Four Tips for Going Green in the New Year

Paul Mah
Slide Show

Do IT People Really Care About Green IT?

Study finds that IT organizations still consider power consumption secondary to performance.

As we start a new year in 2012, I've put together a number of simple tips on how SMBs may go green by reducing their energy consumption. Do feel free to chip in with tips of your own in the comments section below.


Power off workstations and lights


Given that the typical office operates for just eight out of 24 hours, ensuring that all workstations and lights are powered off goes a long way towards reducing the amount of energy that is wasted. From my personal experience, part of the problem could be due to employees neglecting to power down due to laziness, or because they feel that it takes too long to boot up in the morning. And even though modern displays tend to go into energy savings mode after a predetermined amount of time, it makes good sense to ensure that they are switched off, too.


Turn the thermostat up (or down)


Estimates by the U.S. Department of Energy noted that consumers can save up to 15 percent on their home heating and cooling bills by simply adjusting their thermostats. Similar logic can be applied in the SMB office and SOHO by turning down the heat by 10 to 15 degrees Fahrenheit where it makes sense to, or tweaking the temperature in the server closet from freezing arctic temperatures to something closer to ambient.


Power down appliances after hours


Other than powering down workstations, it also pays to switch off printers and unneeded devices after office hours. One easy way to ensure this is to purchase mechanical timers costing between less than $10 like the one here that can be configured to switch off (and on) at predetermined times. Moreover, more advanced appliances such as NAS (network attached storage) appliances can usually be configured to low-power mode after hours or even switched off entirely.
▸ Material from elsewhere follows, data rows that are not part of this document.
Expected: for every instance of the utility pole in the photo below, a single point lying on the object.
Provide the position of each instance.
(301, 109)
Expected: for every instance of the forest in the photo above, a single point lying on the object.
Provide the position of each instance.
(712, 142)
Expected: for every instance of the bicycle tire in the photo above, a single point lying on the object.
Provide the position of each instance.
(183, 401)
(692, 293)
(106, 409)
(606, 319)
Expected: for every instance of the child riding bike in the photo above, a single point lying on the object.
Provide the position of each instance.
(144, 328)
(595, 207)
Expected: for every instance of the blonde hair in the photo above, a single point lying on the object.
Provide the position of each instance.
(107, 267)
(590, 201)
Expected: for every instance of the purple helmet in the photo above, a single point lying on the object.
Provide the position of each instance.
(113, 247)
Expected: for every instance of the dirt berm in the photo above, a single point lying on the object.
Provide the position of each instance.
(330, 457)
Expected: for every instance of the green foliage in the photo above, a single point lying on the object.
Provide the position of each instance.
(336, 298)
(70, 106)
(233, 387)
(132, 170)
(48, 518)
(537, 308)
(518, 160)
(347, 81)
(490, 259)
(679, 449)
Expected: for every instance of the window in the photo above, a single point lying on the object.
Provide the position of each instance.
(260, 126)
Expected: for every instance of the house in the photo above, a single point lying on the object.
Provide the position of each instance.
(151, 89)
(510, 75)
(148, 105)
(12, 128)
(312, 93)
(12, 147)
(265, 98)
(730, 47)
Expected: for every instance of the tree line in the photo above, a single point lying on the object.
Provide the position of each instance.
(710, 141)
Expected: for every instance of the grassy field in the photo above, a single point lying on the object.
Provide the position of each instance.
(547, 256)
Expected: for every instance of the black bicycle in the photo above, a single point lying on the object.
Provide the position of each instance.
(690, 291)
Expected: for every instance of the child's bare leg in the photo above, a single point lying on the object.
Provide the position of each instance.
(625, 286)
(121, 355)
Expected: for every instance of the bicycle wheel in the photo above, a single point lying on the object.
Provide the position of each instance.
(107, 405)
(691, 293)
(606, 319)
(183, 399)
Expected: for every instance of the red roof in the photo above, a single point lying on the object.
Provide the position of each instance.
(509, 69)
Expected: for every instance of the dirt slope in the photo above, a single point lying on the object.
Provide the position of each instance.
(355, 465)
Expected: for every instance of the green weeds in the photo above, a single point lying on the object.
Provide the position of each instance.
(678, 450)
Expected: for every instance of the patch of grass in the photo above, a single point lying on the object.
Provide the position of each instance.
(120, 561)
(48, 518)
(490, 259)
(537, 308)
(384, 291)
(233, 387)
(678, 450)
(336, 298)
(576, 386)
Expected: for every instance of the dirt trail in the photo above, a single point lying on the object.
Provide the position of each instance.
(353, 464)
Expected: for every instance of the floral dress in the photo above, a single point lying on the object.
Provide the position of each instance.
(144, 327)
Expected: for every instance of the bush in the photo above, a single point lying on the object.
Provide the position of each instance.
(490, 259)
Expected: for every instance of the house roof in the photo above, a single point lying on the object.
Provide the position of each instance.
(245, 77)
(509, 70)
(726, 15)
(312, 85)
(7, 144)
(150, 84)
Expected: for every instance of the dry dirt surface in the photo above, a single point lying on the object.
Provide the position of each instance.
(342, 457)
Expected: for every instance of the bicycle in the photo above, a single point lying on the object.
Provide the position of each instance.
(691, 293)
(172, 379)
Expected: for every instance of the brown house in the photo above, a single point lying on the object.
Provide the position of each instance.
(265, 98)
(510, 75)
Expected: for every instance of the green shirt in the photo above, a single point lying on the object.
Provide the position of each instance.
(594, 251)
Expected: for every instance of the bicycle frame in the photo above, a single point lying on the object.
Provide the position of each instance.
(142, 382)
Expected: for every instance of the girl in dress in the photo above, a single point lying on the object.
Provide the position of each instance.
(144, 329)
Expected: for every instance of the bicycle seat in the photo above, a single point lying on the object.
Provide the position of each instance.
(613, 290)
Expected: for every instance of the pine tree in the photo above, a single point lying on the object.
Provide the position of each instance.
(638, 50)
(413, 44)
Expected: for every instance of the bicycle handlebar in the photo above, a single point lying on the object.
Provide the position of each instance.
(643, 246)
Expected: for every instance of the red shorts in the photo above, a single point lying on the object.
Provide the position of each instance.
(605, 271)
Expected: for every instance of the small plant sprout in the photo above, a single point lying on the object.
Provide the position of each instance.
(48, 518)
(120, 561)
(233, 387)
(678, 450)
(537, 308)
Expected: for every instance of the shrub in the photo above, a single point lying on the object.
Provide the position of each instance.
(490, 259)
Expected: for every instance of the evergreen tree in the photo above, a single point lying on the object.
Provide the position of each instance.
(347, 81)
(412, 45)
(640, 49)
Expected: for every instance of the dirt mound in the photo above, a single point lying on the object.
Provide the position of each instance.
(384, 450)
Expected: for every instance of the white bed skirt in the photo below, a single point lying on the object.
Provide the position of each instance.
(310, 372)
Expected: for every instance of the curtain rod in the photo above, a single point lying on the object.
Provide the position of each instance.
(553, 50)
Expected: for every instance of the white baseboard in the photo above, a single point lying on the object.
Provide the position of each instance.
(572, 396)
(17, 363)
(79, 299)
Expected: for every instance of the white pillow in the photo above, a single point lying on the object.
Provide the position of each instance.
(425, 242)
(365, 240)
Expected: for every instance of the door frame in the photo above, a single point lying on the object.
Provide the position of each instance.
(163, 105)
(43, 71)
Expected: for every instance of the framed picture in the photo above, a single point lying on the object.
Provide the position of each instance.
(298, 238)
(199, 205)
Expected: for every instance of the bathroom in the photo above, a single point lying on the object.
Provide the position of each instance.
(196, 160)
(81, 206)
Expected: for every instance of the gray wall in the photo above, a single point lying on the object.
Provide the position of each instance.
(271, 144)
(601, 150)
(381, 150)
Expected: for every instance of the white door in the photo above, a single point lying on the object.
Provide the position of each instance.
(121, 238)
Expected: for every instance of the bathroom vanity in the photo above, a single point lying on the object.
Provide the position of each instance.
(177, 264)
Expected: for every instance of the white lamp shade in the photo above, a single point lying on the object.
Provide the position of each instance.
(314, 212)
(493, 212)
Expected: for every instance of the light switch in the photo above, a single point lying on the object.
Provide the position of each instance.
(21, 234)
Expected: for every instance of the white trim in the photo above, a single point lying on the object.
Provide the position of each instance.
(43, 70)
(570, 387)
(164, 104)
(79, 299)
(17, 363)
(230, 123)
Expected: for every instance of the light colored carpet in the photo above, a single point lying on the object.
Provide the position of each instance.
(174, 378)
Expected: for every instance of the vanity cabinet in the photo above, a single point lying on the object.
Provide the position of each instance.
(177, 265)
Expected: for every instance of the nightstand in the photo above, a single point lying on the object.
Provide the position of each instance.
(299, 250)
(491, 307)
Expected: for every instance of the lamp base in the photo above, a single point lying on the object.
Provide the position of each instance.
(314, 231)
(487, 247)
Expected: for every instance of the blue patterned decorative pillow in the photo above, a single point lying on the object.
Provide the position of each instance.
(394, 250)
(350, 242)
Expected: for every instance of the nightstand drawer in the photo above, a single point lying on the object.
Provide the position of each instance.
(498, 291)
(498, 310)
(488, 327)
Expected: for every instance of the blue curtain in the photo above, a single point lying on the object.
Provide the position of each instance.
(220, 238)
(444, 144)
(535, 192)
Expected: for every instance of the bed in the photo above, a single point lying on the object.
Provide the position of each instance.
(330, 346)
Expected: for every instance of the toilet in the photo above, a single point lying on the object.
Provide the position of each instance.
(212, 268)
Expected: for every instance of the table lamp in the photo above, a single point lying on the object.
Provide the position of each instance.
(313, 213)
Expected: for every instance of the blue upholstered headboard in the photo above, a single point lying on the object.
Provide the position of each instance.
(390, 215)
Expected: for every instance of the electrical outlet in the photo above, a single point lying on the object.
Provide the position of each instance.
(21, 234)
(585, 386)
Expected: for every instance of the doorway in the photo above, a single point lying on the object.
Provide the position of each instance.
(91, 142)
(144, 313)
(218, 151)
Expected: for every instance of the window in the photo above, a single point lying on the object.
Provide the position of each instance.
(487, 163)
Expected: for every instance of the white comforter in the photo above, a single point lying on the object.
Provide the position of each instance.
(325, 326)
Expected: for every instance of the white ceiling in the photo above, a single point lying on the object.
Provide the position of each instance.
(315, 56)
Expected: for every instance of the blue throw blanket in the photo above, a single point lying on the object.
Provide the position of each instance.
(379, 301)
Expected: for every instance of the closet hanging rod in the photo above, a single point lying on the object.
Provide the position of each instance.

Switch to laptops and LCDs


Given the trend towards mobile computing and considering how the needs of most SMBs can be met by laptops, transitioning to laptops can help bring about greater power savings in the long run. Rather than attempting to replace all desktops with laptops at the same time, SMBs may instead adopt a strategy of replacing obsolete or unserviceable desktops. In a similar vein, SMBs may also want to stop reusing their obsolete CRTs and switch to the much more energy-efficient LCD displays.